June 1 Fiscal Year (S5221C):

      ·         Ends New York’s status as the only State in the nation with a budget date prior to the Federal tax collection date, by shifting the start of the fiscal year from its current, April 1- March 31, to June 1- May 30, to allow for proper fiscal planning;

      ·         Nationwide, 20 states have biennial budget cycles, 15 of which have legislative cycles matching New York’s;

      ·         Moving back the date of the fiscal year to June 1 ensures important personal income tax data due April 15 is incorporated in budget negotiations;

      ·          Executive and Legislative fiscal leaders would be required by May 1 to revise the revenue consensus they are supposed to reach by March 1 under the Budget Reform Act of 2007;

      ·         Modifications to the school budget voting process are also proposed to accommodate school districts under the new fiscal year cycle;

      ·         In 1943, the Legislature shifted New York from a July 1 to April 1 fiscal year to address problems caused by budgets being passed too early, and huge surpluses resulting. The State now faces the antithesis of the problems.  
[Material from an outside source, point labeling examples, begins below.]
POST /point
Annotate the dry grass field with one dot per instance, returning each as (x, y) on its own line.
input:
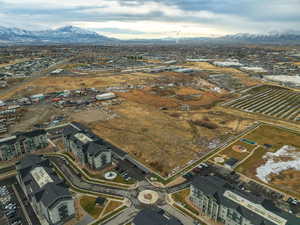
(52, 84)
(166, 139)
(288, 179)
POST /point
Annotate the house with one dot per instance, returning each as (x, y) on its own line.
(46, 192)
(154, 216)
(88, 149)
(22, 143)
(222, 203)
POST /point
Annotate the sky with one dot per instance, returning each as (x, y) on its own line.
(130, 19)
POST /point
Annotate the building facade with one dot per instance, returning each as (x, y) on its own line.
(46, 192)
(222, 203)
(88, 149)
(22, 143)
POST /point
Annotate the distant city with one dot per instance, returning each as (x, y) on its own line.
(149, 112)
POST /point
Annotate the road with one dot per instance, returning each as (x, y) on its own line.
(79, 182)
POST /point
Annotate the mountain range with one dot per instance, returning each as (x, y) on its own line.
(76, 35)
(63, 35)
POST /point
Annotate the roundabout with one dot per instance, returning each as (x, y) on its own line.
(148, 197)
(110, 175)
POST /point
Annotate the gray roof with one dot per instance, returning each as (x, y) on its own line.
(51, 192)
(95, 149)
(215, 187)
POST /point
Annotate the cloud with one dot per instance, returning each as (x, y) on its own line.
(139, 18)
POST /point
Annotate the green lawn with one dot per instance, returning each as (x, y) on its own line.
(89, 205)
(180, 197)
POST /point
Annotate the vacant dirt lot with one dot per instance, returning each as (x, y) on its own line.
(287, 180)
(165, 139)
(52, 84)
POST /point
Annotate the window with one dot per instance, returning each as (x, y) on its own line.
(63, 211)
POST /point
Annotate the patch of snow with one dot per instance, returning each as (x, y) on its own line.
(273, 165)
(284, 78)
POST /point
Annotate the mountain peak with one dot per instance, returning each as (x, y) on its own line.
(74, 29)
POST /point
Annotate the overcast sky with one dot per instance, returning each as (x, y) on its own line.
(154, 18)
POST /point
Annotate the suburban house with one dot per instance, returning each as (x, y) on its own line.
(223, 203)
(22, 143)
(46, 192)
(154, 216)
(88, 149)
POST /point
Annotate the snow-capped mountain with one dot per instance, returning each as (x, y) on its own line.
(64, 35)
(270, 37)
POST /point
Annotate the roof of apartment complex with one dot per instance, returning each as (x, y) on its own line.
(258, 210)
(154, 216)
(20, 135)
(90, 142)
(38, 176)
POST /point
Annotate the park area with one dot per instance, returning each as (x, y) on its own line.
(272, 156)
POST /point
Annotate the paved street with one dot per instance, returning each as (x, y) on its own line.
(129, 213)
(186, 220)
(123, 218)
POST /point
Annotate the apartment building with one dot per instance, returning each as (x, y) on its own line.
(88, 149)
(221, 202)
(47, 193)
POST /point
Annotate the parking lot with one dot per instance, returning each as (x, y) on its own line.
(11, 212)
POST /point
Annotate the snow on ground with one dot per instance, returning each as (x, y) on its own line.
(275, 166)
(283, 78)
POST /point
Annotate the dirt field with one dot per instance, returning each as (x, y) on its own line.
(52, 84)
(241, 76)
(161, 139)
(287, 180)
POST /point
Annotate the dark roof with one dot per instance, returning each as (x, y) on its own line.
(100, 200)
(153, 216)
Tax Expenditure Cost/Benefit Analysis (S7347):

      ·         Requires the Governor to include in the Annual Tax Expenditure Report cost/benefit analyses for all of New York’s 380-plus tax breaks to ensure the State is receiving an adequate return on its investment when it foregoes tax revenues;

      ·         The Governor must also provide an analysis on whether each tax expenditure has successfully served the public good as initially intended;

      ·         The cost/benefit analysis allows for the strengthening of programs which work, and the ending of programs which waste revenue.  

Tax Expenditure Sunsets:

      ·         Sets sunset schedule for all tax expenditures, excluding those with pre-existing sunsets;

      ·         The sunsets would be phased in over five years, with expirations scheduled to occur in one-year intervals based on the article of the Tax Law under which each tax expenditure is primarily established.

      ·         Establishes a sunset on tax expenditures which would force legislators to assess the need for and value of New York’s multitude of tax expenditures, some of which have increasingly become benefits for a select few who can claim them indefinitely without any evidence they are adequately serving a public purpose.